Ennezat (/fr/; Enesac) is a commune in the Puy-de-Dôme department in Auvergne in central France.

== History ==
The site was occupied early by the Gauls and Romans, who settled on hillocks (discovery of various debris, probably pre-Celtic).

It was an important transit point (due to its geographical location: Ennezat opens onto the Paris Basin), a crossroads between several regions (mountains, hillsides, cereal plains), like all the towns of the Limagne.

During the Middle Ages, the region was unsafe, but Ennezat did not experience any period of unrest, and in the 10th century, it was a fairly important town.

In 955, at the request of the Bishop of Clermont-Ferrand, the lords of Auvergne united to recognize the authority of the Count of Poitiers, and William III of Aquitaine had authority over the Auvergne region.

Around 1060, a chapter of twelve canons was founded by Duke William VI of Aquitaine in honor of Saints Victor and Couronne.
The political situation at this time was complicated: the church, the castle, and the town belonged to the Count of Auvergne. But a second town was created nearby and called "Villeneuve." It was built on a geometric plan. The space between the two towns (Ennezat-le-Chastel and Ennezat-Villeneuve) remained unoccupied until the 19th century.

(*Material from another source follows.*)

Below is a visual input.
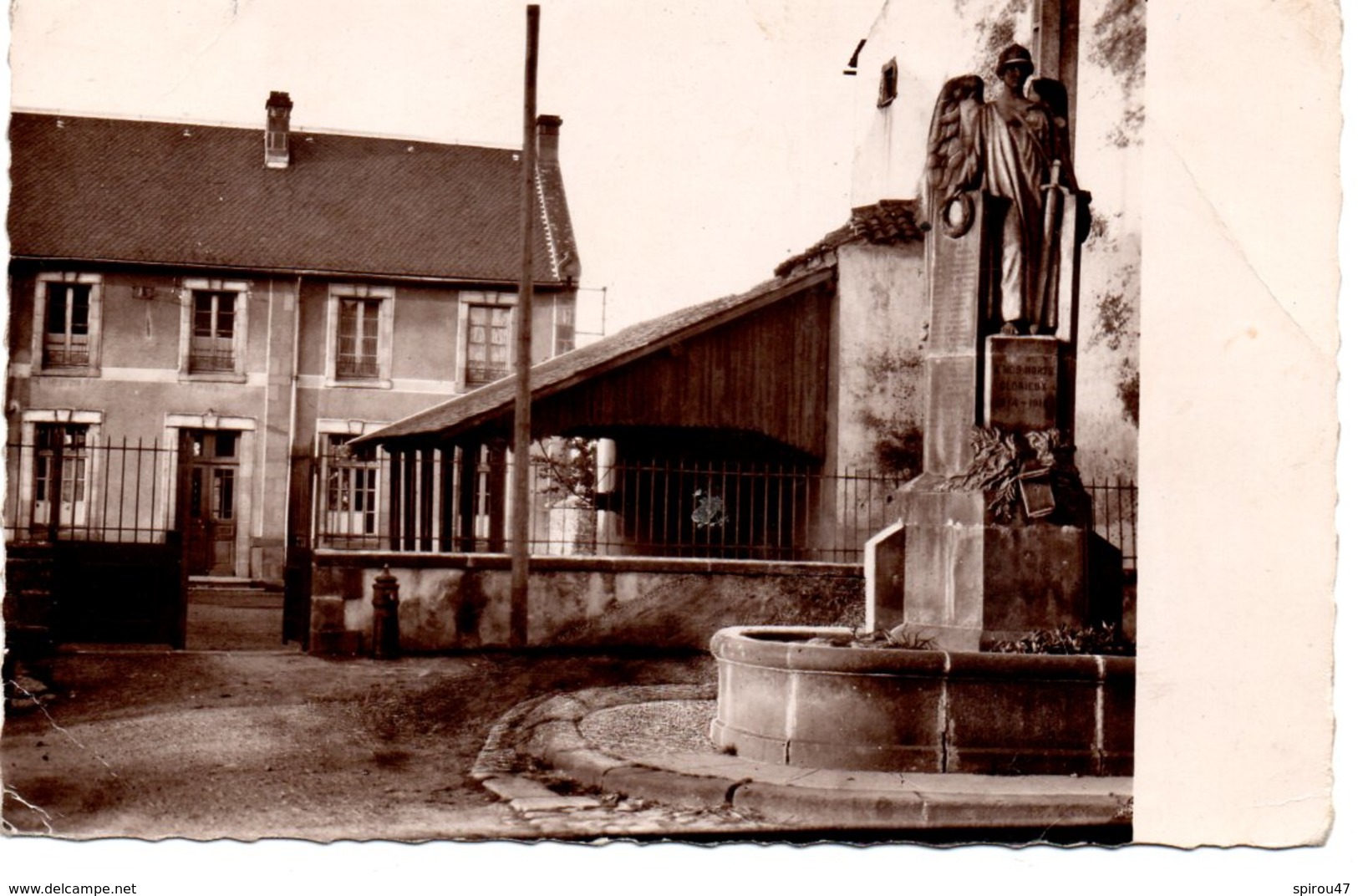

Although the town was divided into two villages, it had a common parish but no administration. Its economy was good: two fairs have existed since 1341, and two more were established there in 1556.

In 1588, Ennezat became one of the treize bonnes villes d'Auvergne (thirteen good towns of Auvergne), which had supported Charles VII during the Praguerie revolt of 1440

The lordship of Ennezat was abolished with the Revolution in 1789.

In the 19th and 20th centuries, beet cultivation developed, but the town did not prosper.